Colour in Contextual Play
An installation by Joseph Kosuth with works by Enrico Castellani, Lucio Fontana, Yves Klein, Joseph Kosuth, Piero Manzoni
May 19–July 28, 2017
Private view: Thursday, May 18, 6–8pm
Mazzoleni
27 Albemarle St
Mayfair, London W1S 4HZ
UK
Works by Enrico Castellani, Lucio Fontana, Yves Klein, Joseph Kosuth, Piero Manzoni
Curated by Cornelia Lauf
Mazzoleni London is pleased to announce Colour in Contextual Play, an installation by American conceptual artist Joseph Kosuth (b. 1945). Part of a series in which Kosuth installs contemporaries or forebears, the exhibition will incorporate a selection of work by artists proposed by influential Arte Povera artist Emilio Prini (1943–2016), namely Enrico Castellani (b. 1930), Lucio Fontana (1899–68), Yves Klein (1928–63), Kosuth himself and Piero Manzoni (1933–63).
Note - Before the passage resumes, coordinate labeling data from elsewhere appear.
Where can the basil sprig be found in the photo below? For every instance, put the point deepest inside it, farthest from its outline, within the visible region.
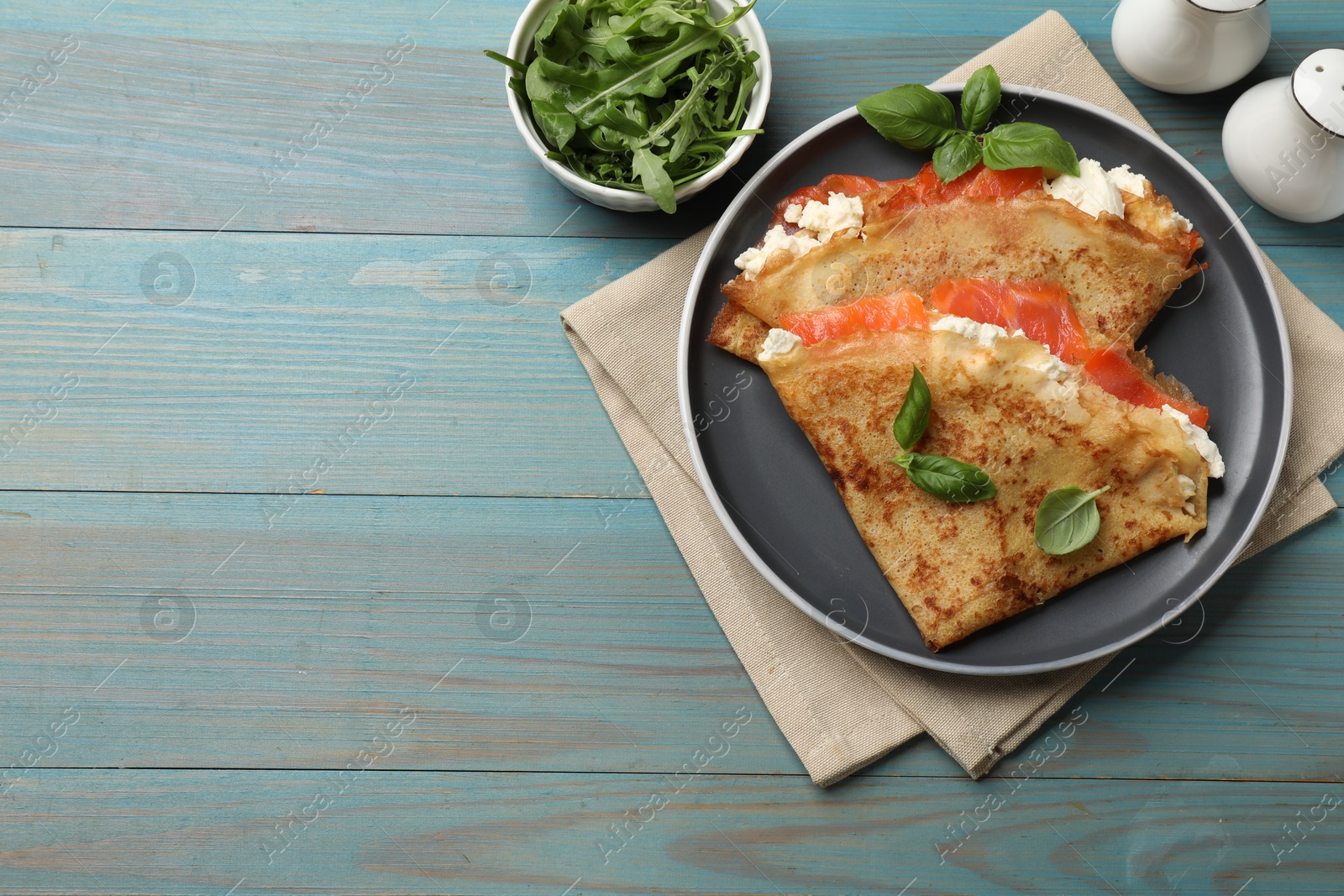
(913, 417)
(638, 94)
(942, 477)
(948, 479)
(1068, 519)
(920, 118)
The exhibition is curated by Dr. Cornelia Lauf, an art historian based in Rome and Sicily.
The exhibition will juxtapose monochrome works by Castellani, Fontana, Klein and Manzoni with works from Kosuth’s 1968 series “Art as Idea as Idea.” This series made a conceptual investigation into the relationship between words, ideas and objects. It comprised photographs of dictionary definitions of words including “meaning” and “idea.” For Colour in Contextual Play Kosuth will create a site-specific installation produced especially for Mazzoleni that places the examples “white,” “black,” “grey,” “red,” “green,” “yellow” and “violet” in company with works by the other artists utilising those colours.
Colour, or its absence, is a theoretical as well as an aesthetic consideration in all the works displayed. The artists share an uncompromising analysis of conceptual structures that interrogate the nature of space, colour, form and time. From raised canvases punctuated by nail points (Castellani), to an indigo so profound it received its own Pantone number (Klein), explorations of the space beyond colour (Fontana) and natural colour that was also a non- colour (Manzoni), each artist explored the nature of vision in depth over the course of their careers.
The installation will call to mind other cross-historical exhibitions by Kosuth, including The Play of the Unmentionable at the Brooklyn Museum (1990) and The Play of the Unsayable: Ludwig Wittgenstein and the Art of the 20th Century at the Vienna Secession and the Palais des Beaux Arts, Brussels (1990), as well as installations of Magritte, Ad Reinhardt and others.
The artist selection in Colour in Conceptual Play was the suggestion of Emilio Prini. Prini’s lifelong adherence to subtraction and economy distinguish him as one of the most radical, though least-known, members of Arte Povera, a movement identified by the influential art historian and curator, Germano Celant, in 1967. Prini often reflected on colour himself, confirming this exhibition’s theme as a fitting theoretical matrix uniting all of the artists. A few months before his untimely passing in 2016, Prini requested that Joseph Kosuth, a long-standing colleague, replace him in an earlier formation. Cornelia Lauf has stated: “Thus, one of the most important proponents of the Arte Povera group extended the notion of Italian art, to show the transnational dialogue uniting artists, evidenced also by his selection of Yves Klein.”
The personal relationships among the artists are an additional sub-text to the exhibition. It is the nature of artistic inspiration, and the close observation of the work of friends and mentors, that is the curator’s fundamental subject of study. The spiral-shaped or Greek meander patterns in the making process are ones that greatly fascinated Prini and witnessing this process first-hand inspired Lauf to propose this highly personal, yet simultaneously art historical, project.
The exhibition will be accompanied by a publication designed by Joseph Kosuth and published by Nero. It will include an essay by Cornelia Lauf and an interview with Joseph Kosuth.